Q5. Answer: b A large gap between training performance (98%) and test performance (64%) is the classic signature of overfitting. The model has memorized the training data, including noise, and fails to generalize. Underfitting (a) would produce poor performance on both sets.

Q6. Answer: c .fit() trains the model — it finds the parameter values that best match the training data. .predict() makes predictions (a). .transform() applies a preprocessing step (b). .score() evaluates performance (d).

Q7. Answer: d Fitting the scaler on the combined dataset means information from the test set (its mean and standard deviation) influenced the preprocessing. This is data leakage. It leads to an overly optimistic performance estimate because the preprocessing was tuned with knowledge of the test set.

Q8. Answer: b stratify=y ensures class proportions are preserved in both the training and test splits. This is important for classification problems, especially with class imbalance. Without it, a random split might accidentally produce a test set with very few positive examples.

Q9. Answer: c A customer predicted to churn who does not = False Positive (FP): we were wrong in predicting the positive class. A customer predicted not to churn who does churn = False Negative (FN): we missed a true positive case. This distinction drives precision and recall calculations.

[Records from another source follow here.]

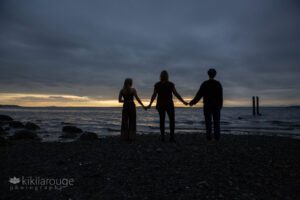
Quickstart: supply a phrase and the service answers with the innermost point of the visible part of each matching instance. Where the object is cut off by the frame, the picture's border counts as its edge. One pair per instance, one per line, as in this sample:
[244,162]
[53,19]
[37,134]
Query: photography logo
[14,180]
[36,183]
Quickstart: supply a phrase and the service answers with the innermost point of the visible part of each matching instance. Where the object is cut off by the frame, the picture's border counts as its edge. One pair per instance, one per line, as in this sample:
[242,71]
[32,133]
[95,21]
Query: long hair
[164,76]
[127,85]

Q10. Answer: b Recall = TP / (TP + FN). It answers: of all actual positives (customers who actually churned), what fraction did we catch? Precision (a) answers: of all predicted positives, what fraction were correct?

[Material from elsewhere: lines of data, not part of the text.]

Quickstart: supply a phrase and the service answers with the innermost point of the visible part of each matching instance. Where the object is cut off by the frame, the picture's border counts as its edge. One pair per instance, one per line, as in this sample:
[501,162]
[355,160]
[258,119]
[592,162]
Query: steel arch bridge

Q11. Answer: b With only 500 examples, holding out 20% (100 examples) for testing leaves only 400 for training — a meaningful sacrifice on a small dataset. Cross-validation uses all data for both training and evaluation across different folds, producing more reliable performance estimates on small datasets.

Q12. Answer: b "A business executive read about it in a magazine" is business pressure, not a technical justification. ML should be adopted because it solves a specific problem better than alternatives (a, c, d), not because of trend-following.

Q13. Answer: b The Pipeline's primary value is ensuring that preprocessing steps like scaling or imputation are fit only on training data and then applied (not refit) on test data. This prevents data leakage. It does not parallelize training (a), auto-select algorithms (c), or store to databases (d).

Q14. Answer: b Parameters (like linear regression coefficients) are learned by the training algorithm from the data. Hyperparameters (like regularization strength, tree depth, number of trees) are set by the practitioner before training begins and control how the learning happens.

Q15. Answer: b R² represents the proportion of variance in the target variable explained by the model. R² = 0.82 means the model captures 82% of the variation in sales; the remaining 18% is unexplained. It does not mean 82% of predictions are correct (a) or that error is 18% (c).

Q16. Answer: b In k-fold cross-validation with k=5, the model is trained 5 times — once for each fold serving as the test set while the other 4 folds form the training set. This produces 5 performance estimates that are then averaged.

Q17. Answer: c When interpretability is a business or regulatory requirement, model selection must account for it. A complex ensemble that cannot explain individual predictions may be technically superior but operationally unsuitable. This is a fundamental trade-off in applied ML.

Q18. Answer: b The base rate baseline defines the floor of acceptable performance. If your model does not meaningfully outperform the strategy of always predicting the majority class, it has not learned anything useful from the data.

Q19. Answer: c A model trained on data where the most predictive features are available only 28% of the time will produce unreliable scores. The appropriate response is to fix the data collection process first. More sophisticated algorithms (b, d) do not fix a fundamental data availability problem.

Q20. Answer: c Reinforcement learning is defined by an agent-environment interaction loop with reward signals. It does not require labeled datasets (b), is not the most common business ML paradigm (a), and is distinct from supervised sequential modeling (d).